MapReduce is a programming model and software framework first developed by Google (Google’s MapReduce paper submitted in 2004). Intended to facilitate and simplify the processing of vast amounts of data in parallel on large clusters of commodity hardware in a reliable, fault-tolerant manner.
MapReduce is a massively scalable, parallel processing framework that works in tandem with HDFS. With MapReduce and Hadoop, compute is executed at the location of the data, rather than moving data to the compute location; data storage and computation coexist on the same physical nodes in the cluster. MapReduce processes exceedingly large amounts of data without being affected by traditional bottlenecks like network bandwidth by taking advantage of this data proximity.





The primary objective of Map/Reduce is to split the input data set into independent chunks that are processed in a completely parallel manner .There are two method named map() and reduce() are used for performing  tasks .The Hadoop MapReduce framework sorts and shuffles  the outputs of the maps, which are then input to the reduce tasks and then generate the actual output. Typically, both the input and the output of the job are stored in a file system.

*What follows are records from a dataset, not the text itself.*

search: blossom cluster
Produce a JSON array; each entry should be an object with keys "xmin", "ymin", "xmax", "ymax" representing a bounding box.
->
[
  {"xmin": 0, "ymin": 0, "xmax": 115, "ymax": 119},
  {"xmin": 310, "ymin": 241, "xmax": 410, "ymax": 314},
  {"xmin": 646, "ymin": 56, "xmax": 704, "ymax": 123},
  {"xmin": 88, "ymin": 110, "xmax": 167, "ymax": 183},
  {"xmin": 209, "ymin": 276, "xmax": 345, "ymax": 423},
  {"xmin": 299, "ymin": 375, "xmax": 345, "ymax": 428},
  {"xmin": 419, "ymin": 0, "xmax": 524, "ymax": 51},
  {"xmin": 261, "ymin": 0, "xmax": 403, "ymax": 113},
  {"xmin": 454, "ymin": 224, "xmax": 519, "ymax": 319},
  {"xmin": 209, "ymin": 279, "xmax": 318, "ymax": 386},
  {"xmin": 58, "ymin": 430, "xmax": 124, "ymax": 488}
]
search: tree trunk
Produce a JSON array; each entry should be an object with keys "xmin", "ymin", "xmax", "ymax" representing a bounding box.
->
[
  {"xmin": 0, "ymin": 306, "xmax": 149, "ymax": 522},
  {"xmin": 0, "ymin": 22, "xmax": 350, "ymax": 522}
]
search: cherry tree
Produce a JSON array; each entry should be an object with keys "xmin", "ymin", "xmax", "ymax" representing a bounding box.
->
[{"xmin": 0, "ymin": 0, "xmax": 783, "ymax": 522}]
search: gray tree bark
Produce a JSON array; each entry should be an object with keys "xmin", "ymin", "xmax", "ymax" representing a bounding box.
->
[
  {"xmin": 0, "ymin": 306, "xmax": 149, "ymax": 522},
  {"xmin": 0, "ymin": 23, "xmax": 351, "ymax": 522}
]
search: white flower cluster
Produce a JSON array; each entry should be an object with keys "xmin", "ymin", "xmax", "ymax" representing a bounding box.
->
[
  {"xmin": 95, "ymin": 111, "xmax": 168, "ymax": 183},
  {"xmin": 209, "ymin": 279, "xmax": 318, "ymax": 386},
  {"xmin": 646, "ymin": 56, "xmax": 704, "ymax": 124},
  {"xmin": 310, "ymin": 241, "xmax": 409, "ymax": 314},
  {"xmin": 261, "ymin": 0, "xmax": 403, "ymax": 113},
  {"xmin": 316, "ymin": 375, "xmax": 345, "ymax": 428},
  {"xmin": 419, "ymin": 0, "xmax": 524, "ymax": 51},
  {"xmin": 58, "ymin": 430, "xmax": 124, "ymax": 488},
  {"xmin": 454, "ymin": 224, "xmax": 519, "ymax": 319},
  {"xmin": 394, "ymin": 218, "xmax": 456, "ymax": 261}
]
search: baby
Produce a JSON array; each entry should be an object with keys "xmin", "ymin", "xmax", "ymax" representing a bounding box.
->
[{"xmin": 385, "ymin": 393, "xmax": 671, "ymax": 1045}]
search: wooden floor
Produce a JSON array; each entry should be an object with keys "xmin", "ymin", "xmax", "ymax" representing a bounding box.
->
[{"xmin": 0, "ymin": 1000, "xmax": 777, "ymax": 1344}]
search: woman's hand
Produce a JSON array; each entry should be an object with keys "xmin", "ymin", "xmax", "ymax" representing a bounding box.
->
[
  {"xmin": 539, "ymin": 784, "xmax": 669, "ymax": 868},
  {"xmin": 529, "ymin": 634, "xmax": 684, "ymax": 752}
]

 HDFS (Hadoop Distributed File System)
  • HDFS stands for Hadoop Distributed file System. It is a distributed file system designed to hold very large amounts of data .
  • HDFS manages the data using three types of servers- Name Node , Secondary Name Node , Data Node.
  • Files are stored in a redundant fashion across multiple machines to ensure their durability to failure and high availability to very parallel applications.



  • HDFS should store data reliably. If individual machines in the cluster malfunction, data should still be available. 
  •  HDFS should provide fast, scalable access to this information. It should be possible to serve larger number of clients by simply adding more machines to the cluster.